You're wrong. They wouldn't dare to write that as a line in the series. It's easy to see why. "Now you know the indignity of being a" and then follow that with the name of any group or minority, race, nationality, ethnic group of any kind and you'll see that it's impossible to do that without all hell getting loose.
 
I loved the dohlman's insults in "Elan of Troyus" (Star Trek "Taming of the Shrew"), which was just on TV this morning: "We've given your crew permission not to kneel in our presence, what more do you want?" Or "Engines are for mechanics and menials." I loved it when Kirk couldn't take any more and slapped her after she slapped him - I'll bet that spoiled, baby-tantrum bitch had never been touched that way in her entire life.
 
"Turnabout Intruder": When (possessed) Kirk says: "Now you know the indignity of being a woman." I don't think they would have dared put that in an episode today. It's not a favorite moment by any means, just one that I find typical of the time.
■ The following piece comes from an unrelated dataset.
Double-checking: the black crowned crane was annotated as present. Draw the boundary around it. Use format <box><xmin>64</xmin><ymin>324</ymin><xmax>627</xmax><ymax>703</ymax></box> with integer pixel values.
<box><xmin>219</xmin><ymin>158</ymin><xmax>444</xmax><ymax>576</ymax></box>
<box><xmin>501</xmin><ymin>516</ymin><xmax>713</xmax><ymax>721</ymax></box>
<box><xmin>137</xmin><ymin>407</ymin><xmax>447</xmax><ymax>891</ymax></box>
I just read the outlines for the episode and it's even more misogynistic than the final show. A real look in Gene's brain that one. Ick.
 
I think they had a theme throughout TOS that Kirk was suffering as a 'man' because he had to give all to the ship/service and couldn't even look at a woman which was clearly ridiculous. Perhaps Kirk's suffering should have been because of all the deaths he had seen/been responsible for (in a way).

I'm mildly confused here, are you suggesting it was implied that Kirk was incapable of forming healthy human attachments because of his devotion to his role?
 
Kirk did feel the deaths of every crew member but he knew how to mourn and get over it in pretty quick time!
JB
 
In Night Terrors: when Picard says "enter" several times because he thinks someone rang the doorbell and finally decides to ignore it and people enter then. The look on his face!! It's priceless.